Potential Energy Lost = Kinetic Energy Gained
PE = KE This just means, when something falls its potential energy is converted into kinetic energy, hence the further it falls the faster it goes.
PE = KE
mgh = ½ MV2
V2 = mgh
½ x m
V2 = mgh
½ x m
V2 = gh
½
V = √(2 x gh)
V = √(2gh)
1.
h = 20.0cm
g = 10 m/s2
V = √(2gh)
V = √(2x10x0.2)
V = 2.0 m/s
2.
h = 40.0cm
g = 10 m/s2
V = √(2gh)
V = √(2x10x0.4)
V = 2.83 m/s
As you can see the theory is right. The velocity has increases when the heights are increased.
Here is some results from my results table this is to help justify my conclusion further.
As you can see there is a profound difference in the speeds reached between the two heights. Again this shows the higher the ramp the faster the trolley will go.
This is a height from the graph to prove the theory further. I have chose 40cm as you can see it has been proved.
Look On Graph
40cm = 2.26 m/s
Here is the calculation for 40cm
h = 40.0cm
g = 10 m/s2
V = √(2gh)
V = √(2x10x0.4)
V = 2.83 m/s
As you can see 40cm gives you 2.83 m/s, however on the graph the answer was 2.26. The difference in the two answers is due to wasted energy like friction, which is built up on the ramp. This building up of friction would of made the trolley move slower therefore would not of reached its full potential which is around 2.83 m/s.
The results differ to the actual experiment because the calculator does not account for the wasted energy e.g. friction on the ramp.
Evaluation:
The experiment was quite reliable it was very accurate therefore it gave a good conclusion. The graph did not produce any anomalies and produced a strong correlation, making the experiment more reliable.
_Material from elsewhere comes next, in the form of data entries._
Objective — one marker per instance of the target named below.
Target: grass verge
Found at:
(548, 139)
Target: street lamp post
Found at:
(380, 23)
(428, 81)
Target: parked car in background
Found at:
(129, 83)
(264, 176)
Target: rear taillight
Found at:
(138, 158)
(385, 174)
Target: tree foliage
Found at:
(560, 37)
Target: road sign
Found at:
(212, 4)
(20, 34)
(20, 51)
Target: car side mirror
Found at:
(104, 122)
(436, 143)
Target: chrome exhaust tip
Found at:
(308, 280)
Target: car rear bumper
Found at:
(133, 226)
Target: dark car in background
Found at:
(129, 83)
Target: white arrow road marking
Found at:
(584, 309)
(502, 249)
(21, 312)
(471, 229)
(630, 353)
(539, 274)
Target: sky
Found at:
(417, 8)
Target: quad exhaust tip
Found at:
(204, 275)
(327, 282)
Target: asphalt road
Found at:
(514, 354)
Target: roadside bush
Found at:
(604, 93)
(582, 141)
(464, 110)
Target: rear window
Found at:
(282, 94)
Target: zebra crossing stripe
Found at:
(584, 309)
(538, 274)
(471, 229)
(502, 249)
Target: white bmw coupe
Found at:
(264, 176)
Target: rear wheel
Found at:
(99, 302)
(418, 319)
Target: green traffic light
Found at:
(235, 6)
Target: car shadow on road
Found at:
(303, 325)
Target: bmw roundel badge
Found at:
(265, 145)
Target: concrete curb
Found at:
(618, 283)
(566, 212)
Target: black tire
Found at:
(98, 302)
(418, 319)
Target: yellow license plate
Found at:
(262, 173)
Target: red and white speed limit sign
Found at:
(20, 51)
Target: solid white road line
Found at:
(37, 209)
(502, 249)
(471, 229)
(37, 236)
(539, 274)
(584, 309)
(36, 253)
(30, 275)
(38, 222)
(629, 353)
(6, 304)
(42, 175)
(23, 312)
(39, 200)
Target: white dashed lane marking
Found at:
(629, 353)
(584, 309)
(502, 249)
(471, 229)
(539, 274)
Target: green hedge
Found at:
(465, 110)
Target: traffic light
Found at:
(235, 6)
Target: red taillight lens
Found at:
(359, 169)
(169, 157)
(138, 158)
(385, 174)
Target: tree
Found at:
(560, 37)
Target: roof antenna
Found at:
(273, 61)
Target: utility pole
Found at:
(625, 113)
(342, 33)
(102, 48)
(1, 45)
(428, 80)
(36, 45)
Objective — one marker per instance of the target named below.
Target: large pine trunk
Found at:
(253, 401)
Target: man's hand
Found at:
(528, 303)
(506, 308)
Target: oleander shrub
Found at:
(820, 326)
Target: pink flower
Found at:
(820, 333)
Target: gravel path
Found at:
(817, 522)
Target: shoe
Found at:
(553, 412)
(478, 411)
The accuracy of the equipment was pretty good. The light gate measured to the nearest 100th of a second so there was nothing to really improve on that. The clamp stands had a limitation of the height it was able to reach it could only get to 65cm also the clamp stands tended to slip a bit so we could not get a completely accurate result.
To improve the clamp stands you could make a bugger one to get a larger set or results, as the ramp would able to become higher. Also they could have the same grip as a pair of pliers instead of a screw. Pliers are meant to hold on to things therefore they would work well on a clamp stand; here is a diagram to help explain.
The trolleys were all right at accuracy but they had a couple of downfalls. The wheels on them were not perfectly smooth this produced friction, also the case of the trolley sometimes dragged along the floor causing more friction. To improve this you could smoothen the wheels with glass paper and you could cur off the bit of the case that was scraping along. The ramps were not very accurate as used a wooden one with dints and cracks in it, this was causing friction for the trolley and sometimes putting the trolley off track if the light gate. To improve this problem you could sand the ramp down producing a much smoother surface or you could use a metal ramp this would not be as prone to dints as wood as its a lot stronger.
The experiment is reproducible, you can see it is by looking at these results for 60cm and 35cm.
Also we got a good set of results which gave a good conclusion. Using a height and calculating the result and comparing it to the same height on my graph can prove this:
Calculation for 15cm
h = 15.0cm
g = 10 m/s2
V = √(2gh)
V = √(2x10x0.15)
V = 1.73 m/s
Reading from graph for 15cm:
1.26 m/s
As you can see the readings are not exact but they are similar, the reason why they are not the sane is because the calculator does not account for friction or other wasted energy.